Change Your Image
peterinstockholm
Reviews
Mine vaganti (2010)
Modern Commedia dell'arte
This is not a very good movie, but it's quite fun to watch. Loose Canons proves that commedia dell'Arte is alive and updated in its native country Italy. The types and the plots of this old comic drama form seems particularly suited to the Italian temperament, and the outbursts of passion, regret and rage among modern urban people very aware of their image and clothes fit this kind of entertainment very well. The patriarch of a pasta factory despairs when one of his sons and heirs reveals he is gay. The father has not a big problem with the gayness as such, but with the fact that the son wants to become "openly" gay. This is a comedy very much about not losing one's face. The movie is very fast paced in the beginning and the most important plot twist comes too early. The last third of the film is on the other hand lengthy and has too much of a message, though an unclear one. A high-light of the movie is a "lazzi" (a special feature of commedia dell'arte, a humorous interruption who has not much to do with the plot or the story telling) with four beautiful and "screaming queens" bathing in the sea.
La danse (2009)
Strictly for Balletomanes
The documentary director Frederick Wiseman, has been much acclaimed for his bare and non-narrative style. He just places a camera somewhere and register what happens. No information about the action or the people involved is given. But Wiseman did choose the locations. He did choose what to register. And for how long each set and set of actions are supposed to roll. (And that is long, very long). The result is a deceptively documentary narrative about the Paris Opera. But the story told is of course Wiseman's interpretation of the Paris Opera.
We all know that documentaries are the result of a personal vision, there is no such thing as objectivity. But we have to remind ourselves of this watching La Danse, as it is seemingly devoid of valuation.
Here are some examples of what Wiseman chooses to show and emphasize (randomly presented à la Wiseman): Dancers do not talk with each other. Dancers are silent, anonymous people. The artistic director never looses her temper. Almost no one in this movie loses his or her temper. The only black people at the Paris Opera are cleaners or cashiers. The food in the Opera's canteen is pale and colorless, like hospital food. The bread in the canteen is guillotined. The modern ballets of the Paris Opera are full of violence, anger and frustration. The longest ballet scene in the movie is a literal blood bath from Medea. Even the scenes from the Nut Cracker look drab and dull. The whole film is dark and gloomy, probably because of the lighting. The dimly lit corridors of the Opera house are narrow and empty of people. The film starts and ends in the claustrophobic catacombs under the Opera House. OK, just a few examples but they say something of Wisemans perspective.
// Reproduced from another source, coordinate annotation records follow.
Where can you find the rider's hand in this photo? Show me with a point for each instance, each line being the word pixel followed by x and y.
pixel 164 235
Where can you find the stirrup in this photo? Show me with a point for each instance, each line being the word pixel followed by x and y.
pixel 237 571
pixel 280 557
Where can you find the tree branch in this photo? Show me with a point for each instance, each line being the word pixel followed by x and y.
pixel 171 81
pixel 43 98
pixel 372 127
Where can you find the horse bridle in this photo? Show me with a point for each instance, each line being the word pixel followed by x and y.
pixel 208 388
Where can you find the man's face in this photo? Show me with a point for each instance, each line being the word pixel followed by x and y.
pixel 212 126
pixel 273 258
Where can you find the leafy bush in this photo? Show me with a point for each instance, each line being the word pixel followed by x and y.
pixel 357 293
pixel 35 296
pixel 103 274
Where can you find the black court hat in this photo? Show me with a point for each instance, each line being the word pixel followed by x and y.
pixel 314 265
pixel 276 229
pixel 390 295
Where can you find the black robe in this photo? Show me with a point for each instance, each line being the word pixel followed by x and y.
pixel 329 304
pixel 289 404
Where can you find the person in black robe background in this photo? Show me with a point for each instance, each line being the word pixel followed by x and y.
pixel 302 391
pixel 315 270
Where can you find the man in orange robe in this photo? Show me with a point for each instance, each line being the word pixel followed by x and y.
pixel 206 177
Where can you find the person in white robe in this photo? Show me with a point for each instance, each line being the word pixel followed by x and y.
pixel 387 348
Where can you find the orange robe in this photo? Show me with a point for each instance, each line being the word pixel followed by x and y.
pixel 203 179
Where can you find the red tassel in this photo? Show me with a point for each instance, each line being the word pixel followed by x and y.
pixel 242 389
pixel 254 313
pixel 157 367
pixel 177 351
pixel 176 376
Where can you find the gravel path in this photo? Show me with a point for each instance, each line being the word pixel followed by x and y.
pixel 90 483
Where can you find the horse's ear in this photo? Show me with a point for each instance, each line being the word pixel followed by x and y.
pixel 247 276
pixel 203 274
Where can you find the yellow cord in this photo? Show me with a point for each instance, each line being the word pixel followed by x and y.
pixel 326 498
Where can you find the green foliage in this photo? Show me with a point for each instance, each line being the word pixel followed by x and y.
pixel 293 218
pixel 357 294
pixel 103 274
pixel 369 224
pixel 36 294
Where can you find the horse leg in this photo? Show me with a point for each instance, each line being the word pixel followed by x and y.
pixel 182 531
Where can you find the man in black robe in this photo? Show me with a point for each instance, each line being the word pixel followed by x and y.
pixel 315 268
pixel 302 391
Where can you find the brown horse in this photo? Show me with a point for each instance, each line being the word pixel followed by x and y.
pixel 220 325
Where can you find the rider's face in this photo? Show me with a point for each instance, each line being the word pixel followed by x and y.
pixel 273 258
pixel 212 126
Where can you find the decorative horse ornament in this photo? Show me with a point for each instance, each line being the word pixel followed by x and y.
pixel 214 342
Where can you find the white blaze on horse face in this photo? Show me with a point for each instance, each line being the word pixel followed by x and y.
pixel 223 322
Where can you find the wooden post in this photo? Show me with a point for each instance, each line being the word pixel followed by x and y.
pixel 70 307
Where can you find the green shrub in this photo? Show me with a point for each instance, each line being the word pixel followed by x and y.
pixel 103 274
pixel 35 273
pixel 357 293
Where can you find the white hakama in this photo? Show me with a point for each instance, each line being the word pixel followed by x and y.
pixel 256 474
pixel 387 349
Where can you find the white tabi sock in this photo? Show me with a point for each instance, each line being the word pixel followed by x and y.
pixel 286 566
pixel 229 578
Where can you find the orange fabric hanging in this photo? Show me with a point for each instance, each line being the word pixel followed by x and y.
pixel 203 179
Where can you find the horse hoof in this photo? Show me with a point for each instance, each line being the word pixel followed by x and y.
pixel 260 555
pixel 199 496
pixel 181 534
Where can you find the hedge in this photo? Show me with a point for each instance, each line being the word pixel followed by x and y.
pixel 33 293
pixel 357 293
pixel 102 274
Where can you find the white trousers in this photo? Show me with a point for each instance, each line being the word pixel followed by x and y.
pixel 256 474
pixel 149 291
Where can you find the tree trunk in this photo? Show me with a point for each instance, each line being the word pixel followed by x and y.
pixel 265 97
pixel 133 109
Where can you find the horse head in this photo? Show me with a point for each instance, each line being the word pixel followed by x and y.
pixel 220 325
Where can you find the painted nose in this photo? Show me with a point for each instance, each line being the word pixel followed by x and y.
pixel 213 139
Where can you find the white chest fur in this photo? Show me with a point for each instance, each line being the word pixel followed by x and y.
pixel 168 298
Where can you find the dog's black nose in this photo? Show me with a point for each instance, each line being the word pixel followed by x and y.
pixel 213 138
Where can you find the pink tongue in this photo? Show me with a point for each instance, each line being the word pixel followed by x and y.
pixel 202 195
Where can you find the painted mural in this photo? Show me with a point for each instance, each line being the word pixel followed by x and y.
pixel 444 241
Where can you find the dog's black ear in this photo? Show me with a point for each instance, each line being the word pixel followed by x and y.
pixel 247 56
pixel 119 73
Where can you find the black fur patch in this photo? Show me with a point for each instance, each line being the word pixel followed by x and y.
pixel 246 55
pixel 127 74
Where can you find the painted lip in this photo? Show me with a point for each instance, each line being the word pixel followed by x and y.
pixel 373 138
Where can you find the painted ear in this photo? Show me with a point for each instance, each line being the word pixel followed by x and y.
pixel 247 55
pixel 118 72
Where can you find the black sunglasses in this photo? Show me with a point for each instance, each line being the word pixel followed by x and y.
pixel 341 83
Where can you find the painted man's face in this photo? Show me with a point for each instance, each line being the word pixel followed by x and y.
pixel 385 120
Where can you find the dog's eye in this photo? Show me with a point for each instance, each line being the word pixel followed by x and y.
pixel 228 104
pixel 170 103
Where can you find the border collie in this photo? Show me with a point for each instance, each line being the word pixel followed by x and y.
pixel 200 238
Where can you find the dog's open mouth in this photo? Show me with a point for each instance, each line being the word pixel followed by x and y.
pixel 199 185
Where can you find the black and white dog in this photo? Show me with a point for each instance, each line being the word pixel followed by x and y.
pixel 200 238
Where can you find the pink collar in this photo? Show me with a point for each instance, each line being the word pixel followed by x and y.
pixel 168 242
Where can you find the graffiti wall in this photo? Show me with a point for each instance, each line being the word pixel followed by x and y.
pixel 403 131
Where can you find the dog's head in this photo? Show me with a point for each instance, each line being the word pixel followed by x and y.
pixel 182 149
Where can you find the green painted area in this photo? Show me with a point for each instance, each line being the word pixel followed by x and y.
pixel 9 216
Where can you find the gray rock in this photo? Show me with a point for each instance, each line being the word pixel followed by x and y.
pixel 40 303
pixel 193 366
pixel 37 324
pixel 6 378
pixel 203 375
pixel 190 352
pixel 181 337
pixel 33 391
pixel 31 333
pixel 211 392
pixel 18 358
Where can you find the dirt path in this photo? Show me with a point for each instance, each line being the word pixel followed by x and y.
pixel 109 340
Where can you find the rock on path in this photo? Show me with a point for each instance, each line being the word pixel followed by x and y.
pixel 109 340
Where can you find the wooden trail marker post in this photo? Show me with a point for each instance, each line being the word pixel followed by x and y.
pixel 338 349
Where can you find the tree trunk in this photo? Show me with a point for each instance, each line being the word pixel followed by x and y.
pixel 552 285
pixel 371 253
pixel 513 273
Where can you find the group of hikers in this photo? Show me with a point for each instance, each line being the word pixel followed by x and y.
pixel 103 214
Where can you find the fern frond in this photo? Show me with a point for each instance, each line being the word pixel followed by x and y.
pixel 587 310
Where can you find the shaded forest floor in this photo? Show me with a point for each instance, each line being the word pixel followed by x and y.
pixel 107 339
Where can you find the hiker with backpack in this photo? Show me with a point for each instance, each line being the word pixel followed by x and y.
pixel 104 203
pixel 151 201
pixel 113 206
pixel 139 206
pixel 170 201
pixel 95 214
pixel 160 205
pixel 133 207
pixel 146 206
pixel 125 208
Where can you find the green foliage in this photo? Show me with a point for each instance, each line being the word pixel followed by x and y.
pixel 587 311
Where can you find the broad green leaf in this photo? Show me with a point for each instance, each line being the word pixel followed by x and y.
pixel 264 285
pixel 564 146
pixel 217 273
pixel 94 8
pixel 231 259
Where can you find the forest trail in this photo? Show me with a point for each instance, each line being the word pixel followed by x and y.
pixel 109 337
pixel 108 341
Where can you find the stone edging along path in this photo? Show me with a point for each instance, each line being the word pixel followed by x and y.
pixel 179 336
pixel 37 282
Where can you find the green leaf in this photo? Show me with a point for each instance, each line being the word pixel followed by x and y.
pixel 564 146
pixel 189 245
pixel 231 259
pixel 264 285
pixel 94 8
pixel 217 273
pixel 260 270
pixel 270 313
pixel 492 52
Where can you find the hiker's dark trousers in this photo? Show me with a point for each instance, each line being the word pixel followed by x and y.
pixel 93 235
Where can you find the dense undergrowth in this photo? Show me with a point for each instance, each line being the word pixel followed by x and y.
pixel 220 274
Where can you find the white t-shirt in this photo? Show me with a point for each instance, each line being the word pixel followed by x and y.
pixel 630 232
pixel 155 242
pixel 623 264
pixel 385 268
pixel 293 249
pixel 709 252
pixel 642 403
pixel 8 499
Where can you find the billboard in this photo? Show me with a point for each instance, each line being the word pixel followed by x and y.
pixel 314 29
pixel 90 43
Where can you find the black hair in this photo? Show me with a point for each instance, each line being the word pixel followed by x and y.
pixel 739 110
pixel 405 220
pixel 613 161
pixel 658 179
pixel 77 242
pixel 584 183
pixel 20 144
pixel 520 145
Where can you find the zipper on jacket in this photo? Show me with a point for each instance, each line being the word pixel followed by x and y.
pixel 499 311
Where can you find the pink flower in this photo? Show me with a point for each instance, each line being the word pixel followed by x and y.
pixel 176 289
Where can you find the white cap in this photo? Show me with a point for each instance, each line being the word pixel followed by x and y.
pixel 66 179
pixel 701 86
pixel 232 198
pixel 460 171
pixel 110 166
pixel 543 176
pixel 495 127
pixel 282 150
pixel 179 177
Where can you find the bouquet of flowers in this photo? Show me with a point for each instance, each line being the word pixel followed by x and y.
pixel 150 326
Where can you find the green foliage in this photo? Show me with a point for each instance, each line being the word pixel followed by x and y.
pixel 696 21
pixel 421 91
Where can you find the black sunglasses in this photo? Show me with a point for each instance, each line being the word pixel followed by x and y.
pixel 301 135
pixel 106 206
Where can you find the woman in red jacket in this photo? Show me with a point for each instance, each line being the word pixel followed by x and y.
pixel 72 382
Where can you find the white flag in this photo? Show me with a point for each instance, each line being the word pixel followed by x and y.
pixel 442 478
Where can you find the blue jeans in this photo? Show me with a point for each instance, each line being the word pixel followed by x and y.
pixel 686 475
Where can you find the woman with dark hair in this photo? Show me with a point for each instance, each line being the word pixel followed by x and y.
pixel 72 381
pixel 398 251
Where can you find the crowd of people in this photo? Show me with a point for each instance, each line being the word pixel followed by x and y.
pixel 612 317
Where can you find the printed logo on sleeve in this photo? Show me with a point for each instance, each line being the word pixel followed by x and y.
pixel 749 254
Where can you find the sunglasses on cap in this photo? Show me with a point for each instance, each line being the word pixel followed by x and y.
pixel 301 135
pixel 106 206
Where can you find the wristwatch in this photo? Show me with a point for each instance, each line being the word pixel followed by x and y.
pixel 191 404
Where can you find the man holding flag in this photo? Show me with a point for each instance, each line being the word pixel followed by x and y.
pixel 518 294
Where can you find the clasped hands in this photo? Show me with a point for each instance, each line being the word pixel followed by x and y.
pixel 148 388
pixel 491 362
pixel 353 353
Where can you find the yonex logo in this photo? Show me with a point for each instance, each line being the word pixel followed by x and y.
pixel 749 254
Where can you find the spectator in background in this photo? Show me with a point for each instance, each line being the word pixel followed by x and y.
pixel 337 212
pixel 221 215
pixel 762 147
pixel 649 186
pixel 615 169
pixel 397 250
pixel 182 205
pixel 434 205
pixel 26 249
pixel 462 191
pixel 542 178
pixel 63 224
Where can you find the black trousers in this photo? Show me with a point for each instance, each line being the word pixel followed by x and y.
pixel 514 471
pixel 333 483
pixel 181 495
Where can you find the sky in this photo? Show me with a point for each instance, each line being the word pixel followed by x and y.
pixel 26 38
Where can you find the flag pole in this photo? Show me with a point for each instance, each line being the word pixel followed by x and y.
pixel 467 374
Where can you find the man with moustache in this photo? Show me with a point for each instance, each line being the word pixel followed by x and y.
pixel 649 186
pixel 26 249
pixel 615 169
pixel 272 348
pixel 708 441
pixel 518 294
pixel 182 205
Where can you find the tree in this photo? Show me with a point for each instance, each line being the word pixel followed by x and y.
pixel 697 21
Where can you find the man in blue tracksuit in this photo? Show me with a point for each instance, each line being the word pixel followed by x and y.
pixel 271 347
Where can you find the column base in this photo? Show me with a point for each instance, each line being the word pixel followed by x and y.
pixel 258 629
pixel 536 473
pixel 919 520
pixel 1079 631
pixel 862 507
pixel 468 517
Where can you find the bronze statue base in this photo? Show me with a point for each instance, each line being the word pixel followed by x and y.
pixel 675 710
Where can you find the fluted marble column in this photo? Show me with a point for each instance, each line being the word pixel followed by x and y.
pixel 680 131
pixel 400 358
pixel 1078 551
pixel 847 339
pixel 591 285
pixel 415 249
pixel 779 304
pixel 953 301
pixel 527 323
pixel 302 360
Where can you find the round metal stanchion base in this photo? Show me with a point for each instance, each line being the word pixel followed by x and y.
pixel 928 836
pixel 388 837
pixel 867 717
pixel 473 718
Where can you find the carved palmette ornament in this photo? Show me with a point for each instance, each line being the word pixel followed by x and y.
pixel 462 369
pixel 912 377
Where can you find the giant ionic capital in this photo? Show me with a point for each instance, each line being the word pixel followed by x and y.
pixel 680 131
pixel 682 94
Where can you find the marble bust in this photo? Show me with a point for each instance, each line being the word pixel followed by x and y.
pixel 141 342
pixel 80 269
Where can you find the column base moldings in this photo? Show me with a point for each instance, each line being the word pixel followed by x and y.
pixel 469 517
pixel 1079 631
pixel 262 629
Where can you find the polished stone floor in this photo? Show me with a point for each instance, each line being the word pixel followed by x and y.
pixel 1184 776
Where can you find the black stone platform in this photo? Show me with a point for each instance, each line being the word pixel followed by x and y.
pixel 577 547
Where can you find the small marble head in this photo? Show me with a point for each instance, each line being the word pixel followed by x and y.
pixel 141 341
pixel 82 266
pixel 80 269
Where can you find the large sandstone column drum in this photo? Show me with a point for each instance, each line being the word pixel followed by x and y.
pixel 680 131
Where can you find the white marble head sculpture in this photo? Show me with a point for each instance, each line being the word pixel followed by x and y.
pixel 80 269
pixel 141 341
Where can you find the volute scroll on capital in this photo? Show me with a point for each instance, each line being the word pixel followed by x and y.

This film has nevertheless its fascinating moments, especially the meetings in the artistic directors office. But never have dance and ballet had this joy-less outlook in a movie before. And never before have the images of the roof tops of Paris (frequently interspersed throughout the movie) appeared so refreshing after the sombre rehearsal studios of the Paris Opera.
Mr. Nobody (2009)
Pretentious nonsense
In this very long, very beautifully photographed, labyrinthine semi-science fiction epic a very old person remembers his life in a very muddled way and we are presented with alternative stories of what (really?) happened. One gets the feeling from the very beginning of the movie that it wants to say something important. After more than two hours of tedious storytelling with a lot of repetitions, and alternative solutions of the life-story told, I have no idea what that important message is. I was so bored by this movie that I nearly panicked, and I wanted to leave the cinema, and the only reason I stayed was that my friend I was seeing it with wanted to see it through (though she was pretty bored too but she still had the hope of something meaningful at the end). The director and most people involved in this movie are obviously talented, but the problem is the manuscript, or rather, the idea as a whole. This overlong movie is a waste of time and money.